Aren't They All The Same Thing?

Yes, but..um, no, not really, except...well, let's just try and break it down as simply as possible.


Marketing is sort of the "umbrella" of business...it covers all the activities of a business that impact the customers directly. This definition is interpreted and implemented quite differently by many organizations in the business world. In general, many companies have moved to a "marketing orientation", which simply means they are paying more attention to their customers. Note: The accepted definition of a "market" is "a group of customers."

There are four marketing elements of your business that you control:
  • What you sell (products and/or services)
  • How much you sell it for
  • Where it is available to buy
  • How you communicate all the above to customers
The challenge for any business is to "balance" these things so that customers will buy from you, again and again. And of course, it must all done while making a reasonable profit! Putting it all together so that it will work is usually set out in a marketing plan.

Principles of good marketing apply to giant corporations and the smallest of small businesses. That is because one truth applies to every enterprise - without satisfied customers, you're out of business!
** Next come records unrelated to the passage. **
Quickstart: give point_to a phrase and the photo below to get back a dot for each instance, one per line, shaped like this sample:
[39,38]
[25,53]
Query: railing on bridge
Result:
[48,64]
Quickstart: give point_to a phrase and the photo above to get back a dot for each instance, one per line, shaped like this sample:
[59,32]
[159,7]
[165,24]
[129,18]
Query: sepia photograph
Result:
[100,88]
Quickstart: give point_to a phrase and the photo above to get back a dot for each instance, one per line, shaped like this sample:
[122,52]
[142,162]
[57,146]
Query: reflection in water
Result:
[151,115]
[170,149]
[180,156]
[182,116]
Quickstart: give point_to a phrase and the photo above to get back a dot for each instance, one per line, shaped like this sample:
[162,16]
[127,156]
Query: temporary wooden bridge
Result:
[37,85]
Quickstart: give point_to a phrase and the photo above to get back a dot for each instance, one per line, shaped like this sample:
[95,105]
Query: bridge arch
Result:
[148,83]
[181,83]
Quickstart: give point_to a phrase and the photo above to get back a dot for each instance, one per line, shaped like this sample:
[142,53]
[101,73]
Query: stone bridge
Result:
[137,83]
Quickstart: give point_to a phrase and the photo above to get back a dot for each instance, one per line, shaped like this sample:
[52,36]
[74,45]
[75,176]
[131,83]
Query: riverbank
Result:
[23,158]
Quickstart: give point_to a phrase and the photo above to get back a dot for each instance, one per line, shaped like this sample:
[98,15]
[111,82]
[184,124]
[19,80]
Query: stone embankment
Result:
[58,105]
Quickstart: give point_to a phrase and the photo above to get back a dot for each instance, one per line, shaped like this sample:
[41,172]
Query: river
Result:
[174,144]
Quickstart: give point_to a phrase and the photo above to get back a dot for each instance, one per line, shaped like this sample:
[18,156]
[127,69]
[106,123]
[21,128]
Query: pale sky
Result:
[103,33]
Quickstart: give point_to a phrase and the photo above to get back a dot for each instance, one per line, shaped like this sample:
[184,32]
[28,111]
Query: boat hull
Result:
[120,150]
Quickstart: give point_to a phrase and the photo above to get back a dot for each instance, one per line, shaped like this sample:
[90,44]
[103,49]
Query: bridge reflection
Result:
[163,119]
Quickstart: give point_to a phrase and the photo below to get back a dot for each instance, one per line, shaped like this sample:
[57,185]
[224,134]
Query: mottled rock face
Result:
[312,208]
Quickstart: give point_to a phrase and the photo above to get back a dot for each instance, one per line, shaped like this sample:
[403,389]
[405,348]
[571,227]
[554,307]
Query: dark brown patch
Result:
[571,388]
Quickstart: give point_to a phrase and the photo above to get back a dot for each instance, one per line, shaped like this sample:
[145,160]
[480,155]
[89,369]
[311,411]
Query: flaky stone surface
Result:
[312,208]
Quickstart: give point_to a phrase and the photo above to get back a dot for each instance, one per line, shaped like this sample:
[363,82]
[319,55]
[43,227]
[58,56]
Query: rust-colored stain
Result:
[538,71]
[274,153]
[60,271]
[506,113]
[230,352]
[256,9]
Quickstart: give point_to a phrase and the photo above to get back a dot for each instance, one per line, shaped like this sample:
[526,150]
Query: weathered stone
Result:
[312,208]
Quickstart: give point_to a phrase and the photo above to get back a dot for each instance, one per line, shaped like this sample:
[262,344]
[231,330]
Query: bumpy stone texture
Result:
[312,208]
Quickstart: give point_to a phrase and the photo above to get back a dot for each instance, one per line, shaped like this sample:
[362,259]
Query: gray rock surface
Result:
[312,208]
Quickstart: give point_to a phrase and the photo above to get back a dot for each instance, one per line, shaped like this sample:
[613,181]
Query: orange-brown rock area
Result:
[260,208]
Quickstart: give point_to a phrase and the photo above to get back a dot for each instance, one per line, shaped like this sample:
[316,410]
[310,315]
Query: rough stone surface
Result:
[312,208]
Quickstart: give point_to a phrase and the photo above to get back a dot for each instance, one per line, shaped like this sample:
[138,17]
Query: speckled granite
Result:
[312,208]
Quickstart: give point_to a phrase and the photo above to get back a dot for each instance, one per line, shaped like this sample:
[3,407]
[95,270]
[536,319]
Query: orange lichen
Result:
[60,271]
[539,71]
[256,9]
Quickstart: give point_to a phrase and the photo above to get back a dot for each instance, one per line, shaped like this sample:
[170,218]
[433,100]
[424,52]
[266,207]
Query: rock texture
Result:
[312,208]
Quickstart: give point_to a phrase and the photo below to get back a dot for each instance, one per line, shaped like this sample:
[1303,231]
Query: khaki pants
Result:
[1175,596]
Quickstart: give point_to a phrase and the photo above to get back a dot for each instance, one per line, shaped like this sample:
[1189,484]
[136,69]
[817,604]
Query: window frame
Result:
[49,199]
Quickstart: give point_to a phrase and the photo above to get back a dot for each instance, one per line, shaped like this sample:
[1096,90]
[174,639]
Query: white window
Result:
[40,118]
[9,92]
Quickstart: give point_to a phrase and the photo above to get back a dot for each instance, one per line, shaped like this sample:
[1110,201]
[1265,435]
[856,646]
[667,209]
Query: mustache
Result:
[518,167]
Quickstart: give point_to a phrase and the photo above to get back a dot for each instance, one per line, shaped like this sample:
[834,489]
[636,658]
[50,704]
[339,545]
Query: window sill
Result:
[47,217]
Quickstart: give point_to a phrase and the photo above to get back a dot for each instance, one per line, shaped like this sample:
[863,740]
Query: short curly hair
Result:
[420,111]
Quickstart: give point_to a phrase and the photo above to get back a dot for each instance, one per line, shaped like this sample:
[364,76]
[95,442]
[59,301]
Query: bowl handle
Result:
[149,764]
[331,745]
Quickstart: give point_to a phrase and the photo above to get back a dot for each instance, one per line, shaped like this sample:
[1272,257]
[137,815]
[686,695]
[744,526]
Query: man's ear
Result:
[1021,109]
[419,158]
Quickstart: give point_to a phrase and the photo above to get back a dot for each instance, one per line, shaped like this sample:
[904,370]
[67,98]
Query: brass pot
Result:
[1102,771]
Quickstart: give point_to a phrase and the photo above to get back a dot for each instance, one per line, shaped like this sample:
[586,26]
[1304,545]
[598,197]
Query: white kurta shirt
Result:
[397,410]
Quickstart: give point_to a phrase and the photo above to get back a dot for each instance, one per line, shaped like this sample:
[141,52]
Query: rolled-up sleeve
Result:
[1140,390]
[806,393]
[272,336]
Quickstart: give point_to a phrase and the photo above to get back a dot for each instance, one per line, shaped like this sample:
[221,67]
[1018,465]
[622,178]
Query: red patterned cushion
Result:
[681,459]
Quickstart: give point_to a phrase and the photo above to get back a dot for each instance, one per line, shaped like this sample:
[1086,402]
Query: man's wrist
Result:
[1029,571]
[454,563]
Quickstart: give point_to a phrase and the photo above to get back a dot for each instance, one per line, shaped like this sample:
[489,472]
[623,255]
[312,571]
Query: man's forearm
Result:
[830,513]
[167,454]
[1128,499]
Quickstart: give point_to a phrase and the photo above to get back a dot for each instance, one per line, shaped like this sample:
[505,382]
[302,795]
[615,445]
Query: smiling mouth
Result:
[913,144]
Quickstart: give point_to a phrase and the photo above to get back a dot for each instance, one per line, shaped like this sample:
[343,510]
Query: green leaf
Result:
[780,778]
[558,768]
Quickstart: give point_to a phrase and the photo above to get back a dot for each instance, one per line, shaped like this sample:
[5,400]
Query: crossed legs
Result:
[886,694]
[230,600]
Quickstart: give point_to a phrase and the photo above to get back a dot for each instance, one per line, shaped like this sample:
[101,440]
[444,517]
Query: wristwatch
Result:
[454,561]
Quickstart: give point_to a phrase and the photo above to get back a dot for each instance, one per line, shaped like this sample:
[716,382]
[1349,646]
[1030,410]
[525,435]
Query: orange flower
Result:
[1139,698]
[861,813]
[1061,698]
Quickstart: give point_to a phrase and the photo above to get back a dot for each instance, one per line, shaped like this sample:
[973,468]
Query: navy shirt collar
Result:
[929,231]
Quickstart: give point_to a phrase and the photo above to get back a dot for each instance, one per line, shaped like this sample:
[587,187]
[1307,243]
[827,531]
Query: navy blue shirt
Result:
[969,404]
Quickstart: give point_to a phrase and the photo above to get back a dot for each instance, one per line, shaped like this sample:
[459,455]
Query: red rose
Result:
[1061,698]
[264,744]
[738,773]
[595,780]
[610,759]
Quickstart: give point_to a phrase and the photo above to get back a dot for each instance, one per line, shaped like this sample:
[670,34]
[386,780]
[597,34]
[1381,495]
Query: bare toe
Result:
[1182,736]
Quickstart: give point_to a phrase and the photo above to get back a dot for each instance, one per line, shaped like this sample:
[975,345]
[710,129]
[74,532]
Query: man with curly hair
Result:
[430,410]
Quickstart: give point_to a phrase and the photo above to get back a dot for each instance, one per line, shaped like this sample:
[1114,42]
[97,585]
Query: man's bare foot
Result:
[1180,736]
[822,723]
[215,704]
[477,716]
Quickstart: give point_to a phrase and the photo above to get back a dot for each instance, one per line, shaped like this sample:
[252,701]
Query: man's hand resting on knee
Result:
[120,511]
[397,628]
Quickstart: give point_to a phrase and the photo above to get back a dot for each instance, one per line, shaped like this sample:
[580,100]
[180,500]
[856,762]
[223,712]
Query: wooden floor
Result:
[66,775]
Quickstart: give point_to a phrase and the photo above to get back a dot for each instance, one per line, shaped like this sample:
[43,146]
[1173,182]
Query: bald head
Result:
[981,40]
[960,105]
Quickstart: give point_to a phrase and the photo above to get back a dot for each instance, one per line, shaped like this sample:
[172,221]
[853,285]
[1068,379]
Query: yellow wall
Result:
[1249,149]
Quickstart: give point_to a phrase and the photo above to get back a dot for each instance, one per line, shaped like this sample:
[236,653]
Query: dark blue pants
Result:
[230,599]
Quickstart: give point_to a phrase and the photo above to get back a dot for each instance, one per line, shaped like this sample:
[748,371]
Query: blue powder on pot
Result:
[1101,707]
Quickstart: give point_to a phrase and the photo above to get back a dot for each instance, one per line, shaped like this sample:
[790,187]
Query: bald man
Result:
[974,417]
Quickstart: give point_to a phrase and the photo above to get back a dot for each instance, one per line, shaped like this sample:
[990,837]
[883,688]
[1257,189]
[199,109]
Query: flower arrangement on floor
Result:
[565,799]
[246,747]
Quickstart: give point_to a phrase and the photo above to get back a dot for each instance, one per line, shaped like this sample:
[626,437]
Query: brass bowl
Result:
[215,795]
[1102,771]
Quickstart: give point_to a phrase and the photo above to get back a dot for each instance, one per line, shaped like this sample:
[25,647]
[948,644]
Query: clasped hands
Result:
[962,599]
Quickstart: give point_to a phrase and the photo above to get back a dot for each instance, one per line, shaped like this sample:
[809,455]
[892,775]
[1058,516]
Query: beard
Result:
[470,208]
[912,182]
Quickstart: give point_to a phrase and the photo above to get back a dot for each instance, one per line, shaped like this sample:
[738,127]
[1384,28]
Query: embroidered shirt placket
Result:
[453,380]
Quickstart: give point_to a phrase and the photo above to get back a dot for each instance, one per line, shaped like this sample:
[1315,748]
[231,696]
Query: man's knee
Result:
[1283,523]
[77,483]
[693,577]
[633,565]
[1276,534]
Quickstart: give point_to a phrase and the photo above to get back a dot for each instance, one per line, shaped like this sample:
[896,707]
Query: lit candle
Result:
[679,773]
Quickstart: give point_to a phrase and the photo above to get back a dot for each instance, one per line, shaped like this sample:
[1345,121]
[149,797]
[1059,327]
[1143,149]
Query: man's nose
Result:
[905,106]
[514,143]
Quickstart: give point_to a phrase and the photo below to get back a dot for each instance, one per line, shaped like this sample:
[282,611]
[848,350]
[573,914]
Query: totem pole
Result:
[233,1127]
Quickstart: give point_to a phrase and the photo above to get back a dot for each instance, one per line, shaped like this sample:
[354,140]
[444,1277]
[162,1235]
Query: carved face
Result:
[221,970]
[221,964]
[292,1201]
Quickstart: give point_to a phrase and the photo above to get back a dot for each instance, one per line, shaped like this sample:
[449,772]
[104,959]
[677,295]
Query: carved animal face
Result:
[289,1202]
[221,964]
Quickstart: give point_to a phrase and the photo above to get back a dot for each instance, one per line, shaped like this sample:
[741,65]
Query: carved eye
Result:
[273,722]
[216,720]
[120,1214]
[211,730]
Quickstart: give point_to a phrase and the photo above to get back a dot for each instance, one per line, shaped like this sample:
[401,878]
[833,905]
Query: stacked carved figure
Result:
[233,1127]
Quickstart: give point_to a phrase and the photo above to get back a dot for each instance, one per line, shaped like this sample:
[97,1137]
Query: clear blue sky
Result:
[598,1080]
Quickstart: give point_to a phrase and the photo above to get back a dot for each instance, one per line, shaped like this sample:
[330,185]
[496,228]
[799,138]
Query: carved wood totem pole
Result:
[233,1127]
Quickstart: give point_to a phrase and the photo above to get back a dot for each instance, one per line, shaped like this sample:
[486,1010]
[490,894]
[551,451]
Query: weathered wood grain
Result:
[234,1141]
This one is usually confused with the (bigger) word "Marketing." Advertising involves getting messages to customers, usually to motivate them to buy something. In larger corporations, it is tightly coordinated with all other departments in order to ensure that the right message is being delivered the right way, at the right time, to the right (targeted) customers.


Sales is also considered to be part of the "Promotion" element of Marketing. This important business function has been around for much longer than the Internet, and remains a critical part of a company's business activities. Today's salesperson has gone through many evolutionary steps, and nowadays you can find a staggering array of people out there involved in "sales." Everyone from the shoe salesperson to an "account representative" (or a team of them) selling multi-million dollar technical systems to large corporations. And everything in between. People still buy from people.

In a typical marketing plan, sales and advertising would fall into a section called Promotion, which covers everything you would do in communicating with your customers.

Marketing doesn't have to be confusing or mysterious. It boils down to taking all the things you can do for your customers and figuring out how to do them the best, most profitable way possible. I like to call it "organized common sense."